South of the road between Mileposts 22 and 23, a pullout marks the start of the Pu‘u ‘Ō‘ō Trail, which crosses a landscape of diverse kipuka and younger flows. Spectacular old-growth ōhiʽa and tree ferns appear in scattered groves. The trail, which used to continue all the way to Volcano ranchlands, now ends after four miles at the edge of the 1984 flow, the youngest lava to head toward Hilo.
Past Milepost 22, road builders deliberately constructed Highway 200 atop the 1935–1936 āʽa flow. That’s because rubbly ‘a‘ā is much easier than solid pāhoehoe to grade.
Near Milepost 23, Highway 200 approaches the base of Mauna Kea. The lumpy, grassy landscape to the right of the road results from the eruption of hawaiite, a unique type of lava that is notably stiffer and richer in silica and potassium than Mauna Loa flows. The numerous upslope cones belong to the Pu‘uloa volcanic field, which last erupted about 4,600 years ago and was the source of the hawaiite. Pu‘uloa vents extend to the top of Mauna Kea.
A well-loved local landmark, Pu‘uhuluhulu, is at the crest of the Saddle. This densely-forested Mauna Kea cinder cone is entirely surrounded by younger Mauna Loa flows. An abandoned quarry at its eastern end exposes the cone’s interior, showing that sometime after eruption of loose, porous cinders, narrow dikes of basaltic lava worked their way into the edifice. The dike rock matches the chemistry of Mauna Loa’s lavas, suggesting that they intruded much later. But how and why they did remain a head-scratcher for geologists.

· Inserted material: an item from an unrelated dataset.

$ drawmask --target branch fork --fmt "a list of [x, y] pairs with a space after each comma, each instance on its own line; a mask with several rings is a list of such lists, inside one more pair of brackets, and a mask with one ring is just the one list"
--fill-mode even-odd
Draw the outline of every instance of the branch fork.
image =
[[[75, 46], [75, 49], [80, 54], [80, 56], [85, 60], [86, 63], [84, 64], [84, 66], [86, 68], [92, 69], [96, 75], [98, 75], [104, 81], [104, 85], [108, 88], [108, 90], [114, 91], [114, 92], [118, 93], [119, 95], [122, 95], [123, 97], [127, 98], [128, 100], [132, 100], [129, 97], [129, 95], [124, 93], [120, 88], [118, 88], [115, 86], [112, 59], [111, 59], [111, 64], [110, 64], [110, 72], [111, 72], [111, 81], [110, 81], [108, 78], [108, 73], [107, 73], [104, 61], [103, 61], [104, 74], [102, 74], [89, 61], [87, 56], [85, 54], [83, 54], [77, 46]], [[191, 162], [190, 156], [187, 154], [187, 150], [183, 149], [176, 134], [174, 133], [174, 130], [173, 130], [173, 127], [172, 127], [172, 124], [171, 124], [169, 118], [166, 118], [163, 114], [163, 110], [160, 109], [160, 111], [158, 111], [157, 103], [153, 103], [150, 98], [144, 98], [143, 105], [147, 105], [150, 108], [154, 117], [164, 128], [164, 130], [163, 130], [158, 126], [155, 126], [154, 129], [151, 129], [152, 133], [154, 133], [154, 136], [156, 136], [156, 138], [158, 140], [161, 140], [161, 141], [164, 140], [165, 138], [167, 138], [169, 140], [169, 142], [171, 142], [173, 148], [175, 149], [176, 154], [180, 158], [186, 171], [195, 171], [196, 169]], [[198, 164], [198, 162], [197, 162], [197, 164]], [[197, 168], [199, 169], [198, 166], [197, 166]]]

Near the northwestern foot of Pu‘uhuluhulu is a stone wall, built by hand in the late 19th century by local cattle ranchers. The 1935–1936 lava lapped around and overtopped the wall in places. Stunning inflation features illustrate that the flow inflated like rising bread crust on both sides of the wall after initially coming to rest against it.
Other interesting features may be discovered in the Humu‘ula Saddle, such as ancient dune fields, glacial deposits, and rocks from Earth’s deep interior. We’ve described only a few here, hopefully instilling a new appreciation for our spectacular ‘āina.